Michael Jackson - Michael Jackson Death Tape Revealed

http://www.contactmusic.com/news.nsf/story/michael-jackson-death-tape-revealed_1133255

This part in the article made me so so sad:

The voice is heard saying: "Patient is Michael Jackson, the pop star singer. No pulse, no breathing. Unresponsive. Tried to resuscitate him. Unsuccessful. We've done everything we can. We should be there in five minutes. It doesn't look good. It doesn't look good."

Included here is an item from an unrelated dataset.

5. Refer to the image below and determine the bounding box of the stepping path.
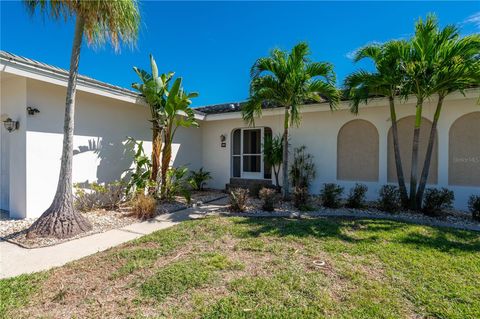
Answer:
[0,198,227,279]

This only confirms that Murray knew MJ was dead.

Sunday, February 21, 2010

He’s Tiger Woods, but he’s also Michael Jackson

http://www.kansascity.com/sports/story/1762719.html

When I first read the above article by Jason Whitlock this morning it pissed me off! I thought, "What? Is this dude just trying to start a fight?" This is a SPORTS article written by a sports writer. Why is Michael Jackson even mentioned in it? He couldn't find a tragic sports figure that has fallen from grace? It's fashionable to put down Michael Jackson right now to enhance your article it seemes. Maybe I'm wrong but isn't it a long stretch to compare Tiger Woods to Michael? On top of that, it's a downright insult! The article is well written and I can see how he probably made a little chart and wrote out his similarities but come on! It reminds me of a stupid high school paper where you have to write a comparison paper and pick two different subjects and show how they are similar. I can write a paper on brocolli and asparagus but they are not the same vegetable. Michael was accused of a crime that he didn't commit. The LA DA hounded him for over 10 years and tried to send him to jail on bogus charges. Tiger Woods, on the other hand, commited a moral and personal crime against his wife, family and his precious repetition. There is no jail time required for what Tiger did. But as I thought about this article, I started thinking. Maybe there are some similarities. They are trying to crucify Tiger Woods in the media similarly to how they crucified Michael. The problem with Mr. Whitlock's article is that if u think about something long enough, you can come up with something any two things have in common. If you think about brocolli and asparagus, you can come up with the fact that they are both green and vegetables. We know for sure that Michael experienced much much more hate from the media and for a longer period of time than Tiger will ever experience. Tiger's problem with the media just started, i.e., it's an unfair comparison. Tiger has got to live a long time to get to the level of hate that was given to Michael.